From left to right: input videos, reconstructions with tracking.
Results of Face Anything on VFHQ.
From left to right: input videos, reconstructions with tracking.
Accurate reconstruction and tracking of dynamic human faces from image sequences is challenging because non-rigid deformations, expression changes, and viewpoint variations occur simultaneously, creating significant ambiguity in geometry and correspondence estimation. We present a unified method for high-fidelity 4D facial reconstruction based on canonical facial point prediction, a representation that assigns each pixel a normalized facial coordinate in a shared canonical space. This formulation transforms dense tracking and dynamic reconstruction into a canonical reconstruction problem, enabling temporally consistent geometry and reliable correspondences within a single feed-forward model. By jointly predicting depth and canonical coordinates, our method enables accurate depth estimation, temporally stable reconstruction, dense 3D geometry, and robust facial point tracking within a single architecture. We implement this formulation using a transformer-based model that jointly predicts depth and canonical facial coordinates, trained using multi-view geometry data that non-rigidly warps into the canonical space. Extensive experiments on image and video benchmarks demonstrate state-of-the-art performance across reconstruction and tracking tasks, achieving approximately 3$\times$ lower correspondence error and faster inference than prior dynamic reconstruction methods, while improving depth accuracy by 16%. These results highlight canonical facial point prediction as an effective foundation for unified feed-forward 4D facial reconstruction. The model, dataset, and code will be publicly available.
Dataset Examples
From left to right: RGB input, depth map, and canonical coordinate map.
4D Reconstruction Results Comparisons.
We present comparisons against face-specific depth prediction methods such as DAViD and Sapiens, as well as dynamic reconstruction approaches like V-DPM.
Tracking Comparisons.
Comparison with state-of-the-art tracking methods, including Pixel3DMM and V-DPM, demonstrates that our approach achieves higher tracking accuracy and reconstruction fidelity.

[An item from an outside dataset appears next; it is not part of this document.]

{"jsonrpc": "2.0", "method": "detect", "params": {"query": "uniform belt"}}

1. We construct a large-scale dataset based on NeRSemble, leveraging synchronized multi-view captures with calibrated cameras.
2. We select diverse frames per subject using facial expression and pose sampling based on MediaPipe estimates.
3. For each selected timestamp, we reconstruct high-quality geometry using COLMAP to obtain depth maps and dense point clouds.
4. We perform FLAME-based tracking to align reconstructed geometry into a shared canonical space across frames and identities.
5. Canonical maps are generated by transferring FLAME-based deformations to reconstructed points, providing dense supervision for correspondence learning.
6. The final dataset contains RGB images, depth maps, and canonical maps with consistent geometry and correspondences across viewpoints and time.
1. We propose a transformer-based architecture that jointly predicts depth, ray maps, and canonical facial maps from one or more input images.
2. Instead of estimating motion between frames, we formulate tracking as canonical map prediction, assigning each pixel a normalized facial coordinate in a shared canonical space.
3. The model processes multi-image inputs using a DPT-style head to produce dense predictions for geometry and correspondences in a single forward pass.
4. Dense correspondences are obtained via nearest-neighbor search in canonical space, enabling efficient and temporally consistent tracking.
5. The network is trained in two stages: first pretraining on DAViD for facial priors, followed by finetuning with canonical supervision.